Tyrosine hydroxylase assay: a bioassay for aryl hydrocarbon receptor-active compounds based on tyrosine hydroxylase promoter activation.

Tyrosine hydroxylase (TH) assay is a novel bioassay for screening aryl hydrocarbon receptor (AhR)-active compounds with diverse toxicities. The TH assay employs reporter genes to evaluate TH promoter activity, which is linked to dopamine synthesis and regulated by the AhR-aryl hydrocarbon receptor responsive element-III (AHRE-III)-mediated pathway. The toxic equivalency factors for higher chlorinated dioxin congeners in the TH assay (TH-TEF) exhibit the same tendency as those for the WHO-TEF, indicating that the activity of the TH assay is consistent with that of existing methods. Furthermore, other chemicals, such as lower chlorinated dioxin congeners that were minimally investigated in the past could be detected preferentially by this assay.

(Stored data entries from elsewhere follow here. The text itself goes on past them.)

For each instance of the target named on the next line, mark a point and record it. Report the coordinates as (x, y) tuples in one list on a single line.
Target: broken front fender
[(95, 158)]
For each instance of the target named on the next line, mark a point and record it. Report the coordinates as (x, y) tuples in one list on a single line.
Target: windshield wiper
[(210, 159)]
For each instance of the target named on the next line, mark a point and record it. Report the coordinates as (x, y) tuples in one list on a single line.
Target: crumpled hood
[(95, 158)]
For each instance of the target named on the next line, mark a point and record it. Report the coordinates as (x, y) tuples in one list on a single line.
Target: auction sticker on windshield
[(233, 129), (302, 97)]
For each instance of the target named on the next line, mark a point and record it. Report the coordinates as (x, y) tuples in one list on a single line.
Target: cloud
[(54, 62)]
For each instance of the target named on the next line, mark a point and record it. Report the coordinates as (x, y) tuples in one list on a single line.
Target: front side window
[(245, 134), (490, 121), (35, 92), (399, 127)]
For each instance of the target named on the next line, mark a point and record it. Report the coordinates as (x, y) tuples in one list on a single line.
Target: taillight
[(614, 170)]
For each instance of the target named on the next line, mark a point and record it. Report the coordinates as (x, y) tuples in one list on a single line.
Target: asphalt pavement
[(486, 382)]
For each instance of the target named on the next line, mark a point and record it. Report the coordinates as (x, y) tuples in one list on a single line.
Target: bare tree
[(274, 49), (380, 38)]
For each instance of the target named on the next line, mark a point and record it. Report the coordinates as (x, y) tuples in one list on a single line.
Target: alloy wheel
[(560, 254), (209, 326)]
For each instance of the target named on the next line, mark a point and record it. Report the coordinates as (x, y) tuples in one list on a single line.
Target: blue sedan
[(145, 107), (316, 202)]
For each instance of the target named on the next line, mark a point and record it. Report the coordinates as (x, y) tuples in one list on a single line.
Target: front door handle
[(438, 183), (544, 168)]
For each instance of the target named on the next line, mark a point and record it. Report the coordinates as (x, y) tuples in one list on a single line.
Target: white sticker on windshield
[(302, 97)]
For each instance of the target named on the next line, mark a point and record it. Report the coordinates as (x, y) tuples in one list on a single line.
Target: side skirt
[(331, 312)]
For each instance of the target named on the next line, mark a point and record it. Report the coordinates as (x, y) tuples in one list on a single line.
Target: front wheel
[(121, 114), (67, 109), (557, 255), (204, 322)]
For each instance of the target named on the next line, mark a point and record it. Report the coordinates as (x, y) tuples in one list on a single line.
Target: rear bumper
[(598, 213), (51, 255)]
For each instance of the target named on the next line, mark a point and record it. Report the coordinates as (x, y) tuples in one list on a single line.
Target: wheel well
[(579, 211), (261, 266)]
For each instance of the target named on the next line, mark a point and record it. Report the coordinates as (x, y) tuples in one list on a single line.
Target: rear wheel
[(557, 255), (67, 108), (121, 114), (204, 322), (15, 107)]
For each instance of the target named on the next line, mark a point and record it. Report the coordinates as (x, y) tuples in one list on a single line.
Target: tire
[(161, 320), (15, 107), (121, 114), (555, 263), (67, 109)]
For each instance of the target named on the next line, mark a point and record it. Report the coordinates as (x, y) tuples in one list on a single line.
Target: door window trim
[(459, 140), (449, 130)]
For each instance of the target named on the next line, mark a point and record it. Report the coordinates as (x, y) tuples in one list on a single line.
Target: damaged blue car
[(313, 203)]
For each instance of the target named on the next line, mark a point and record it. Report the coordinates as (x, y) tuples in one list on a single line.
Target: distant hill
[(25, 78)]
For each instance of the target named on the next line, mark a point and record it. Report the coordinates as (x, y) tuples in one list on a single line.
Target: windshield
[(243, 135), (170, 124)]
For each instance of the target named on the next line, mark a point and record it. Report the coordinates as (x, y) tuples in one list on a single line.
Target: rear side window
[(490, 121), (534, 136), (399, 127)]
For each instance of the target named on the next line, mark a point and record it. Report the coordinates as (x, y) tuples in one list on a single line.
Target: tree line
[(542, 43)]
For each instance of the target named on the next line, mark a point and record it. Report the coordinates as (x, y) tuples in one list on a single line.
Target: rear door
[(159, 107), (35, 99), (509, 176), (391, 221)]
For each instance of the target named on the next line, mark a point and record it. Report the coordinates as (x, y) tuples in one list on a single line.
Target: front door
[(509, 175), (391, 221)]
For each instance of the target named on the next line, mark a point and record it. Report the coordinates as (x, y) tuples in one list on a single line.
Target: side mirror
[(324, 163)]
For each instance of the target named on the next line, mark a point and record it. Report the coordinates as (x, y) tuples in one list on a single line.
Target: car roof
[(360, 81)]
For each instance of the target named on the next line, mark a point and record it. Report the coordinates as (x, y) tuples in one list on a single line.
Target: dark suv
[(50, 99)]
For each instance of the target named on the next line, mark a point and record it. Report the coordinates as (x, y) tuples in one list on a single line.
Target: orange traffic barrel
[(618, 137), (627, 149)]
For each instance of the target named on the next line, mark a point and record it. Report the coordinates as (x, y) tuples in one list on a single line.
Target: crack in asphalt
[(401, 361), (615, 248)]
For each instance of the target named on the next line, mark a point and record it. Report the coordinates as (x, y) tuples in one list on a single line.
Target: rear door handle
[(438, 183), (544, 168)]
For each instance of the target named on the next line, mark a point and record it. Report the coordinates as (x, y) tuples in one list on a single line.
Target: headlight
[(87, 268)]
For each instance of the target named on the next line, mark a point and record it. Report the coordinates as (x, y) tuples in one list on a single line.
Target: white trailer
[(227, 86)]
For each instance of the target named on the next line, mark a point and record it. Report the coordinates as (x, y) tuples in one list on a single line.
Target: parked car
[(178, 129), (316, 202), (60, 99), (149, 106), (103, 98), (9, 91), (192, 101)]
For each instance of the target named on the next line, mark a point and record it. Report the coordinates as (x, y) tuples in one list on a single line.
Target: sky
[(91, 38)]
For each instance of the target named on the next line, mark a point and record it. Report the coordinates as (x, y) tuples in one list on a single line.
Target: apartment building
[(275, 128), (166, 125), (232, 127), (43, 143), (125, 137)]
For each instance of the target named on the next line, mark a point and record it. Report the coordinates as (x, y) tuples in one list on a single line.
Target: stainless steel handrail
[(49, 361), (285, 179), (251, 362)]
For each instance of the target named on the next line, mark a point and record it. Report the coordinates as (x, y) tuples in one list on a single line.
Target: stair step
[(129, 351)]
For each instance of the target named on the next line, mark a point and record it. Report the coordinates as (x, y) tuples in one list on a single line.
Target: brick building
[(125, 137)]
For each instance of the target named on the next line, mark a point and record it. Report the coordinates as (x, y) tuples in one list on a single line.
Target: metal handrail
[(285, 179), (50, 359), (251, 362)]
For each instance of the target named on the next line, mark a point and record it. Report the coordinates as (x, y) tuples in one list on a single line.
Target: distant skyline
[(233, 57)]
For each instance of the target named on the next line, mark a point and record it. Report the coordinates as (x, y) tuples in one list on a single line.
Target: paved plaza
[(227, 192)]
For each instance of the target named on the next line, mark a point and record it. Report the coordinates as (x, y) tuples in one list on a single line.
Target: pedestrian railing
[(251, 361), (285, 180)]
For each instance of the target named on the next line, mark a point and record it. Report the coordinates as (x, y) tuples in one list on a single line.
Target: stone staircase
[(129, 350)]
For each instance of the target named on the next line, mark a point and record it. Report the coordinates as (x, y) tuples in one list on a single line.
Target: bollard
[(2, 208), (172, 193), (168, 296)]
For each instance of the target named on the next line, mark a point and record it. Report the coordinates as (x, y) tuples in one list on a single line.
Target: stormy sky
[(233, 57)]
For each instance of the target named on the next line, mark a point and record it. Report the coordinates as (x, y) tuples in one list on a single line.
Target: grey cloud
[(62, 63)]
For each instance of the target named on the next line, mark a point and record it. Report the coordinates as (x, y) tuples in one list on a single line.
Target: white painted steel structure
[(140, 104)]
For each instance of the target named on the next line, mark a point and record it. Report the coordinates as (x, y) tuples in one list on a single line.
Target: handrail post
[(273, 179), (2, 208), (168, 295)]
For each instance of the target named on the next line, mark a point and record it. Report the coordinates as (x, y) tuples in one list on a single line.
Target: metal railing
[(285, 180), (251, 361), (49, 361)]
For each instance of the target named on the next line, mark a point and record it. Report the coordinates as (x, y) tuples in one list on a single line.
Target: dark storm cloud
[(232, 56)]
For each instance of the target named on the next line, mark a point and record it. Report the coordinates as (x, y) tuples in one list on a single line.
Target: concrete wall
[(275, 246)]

Effect of dioxins on regulation of tyrosine hydroxylase gene expression by aryl hydrocarbon receptor: a neurotoxicology study.

BACKGROUND: Dioxins and related compounds are suspected of causing neurological disruption. Epidemiological studies indicated that exposure to these compounds caused neurodevelopmental disturbances such as learning disability and attention deficit hyperactivity disorder, which are thought to be closely related to dopaminergic dysfunction. Although the molecular mechanism of their actions has not been fully investigated, a major participant in the process is aryl hydrocarbon receptor (AhR). This study focused on the effect of 2, 3, 7, 8-tetrachlorodibenzo-p-dioxin (TCDD) exposure on the regulation of TH, a rate-limiting enzyme of dopamine synthesis, gene expression by AhR. METHODS: N2a-Rbeta cells were established by transfecting murine neuroblastoma Neuro2a with the rat AhR cDNA. TH expression induced by TCDD was assessed by RT-PCR and Western blotting. Participation of AhR in TCDD-induced TH gene expression was confirmed by suppressing AhR expression using the siRNA method. Catecholamines including dopamine were measured by high-performance liquid chromatography. A reporter gene assay was used to identify regulatory motifs in the promoter region of TH gene. Binding of AhR with the regulatory motif was confirmed by an electrophoretic mobility shift assay (EMSA). RESULTS: Induction of TH by TCDD through AhR activation was detected at mRNA and protein levels. Induced TH protein was functional and its expression increased dopamine synthesis. The reporter gene assay and EMSA indicated that AhR directly regulated TH gene expression. Regulatory sequence called aryl hydrocarbon receptor responsive element III (AHRE-III) was identified upstream of the TH gene from -285 bp to -167 bp. Under TCDD exposure, an AhR complex was bound to AHRE-III as well as the xenobiotic response element (XRE), though AHRE-III was not identical to XRE, the conventional AhR-binding motif. CONCLUSION: Our results suggest TCDD directly regulate the dopamine system by TH gene transactivation via an AhR-AHRE-III-mediated pathway. The AhR- mediated pathway could have a particular AhR-mediated genomic control pathway transmitting the effects of TCDD action to target cells in the development of dopaminergic disabilities.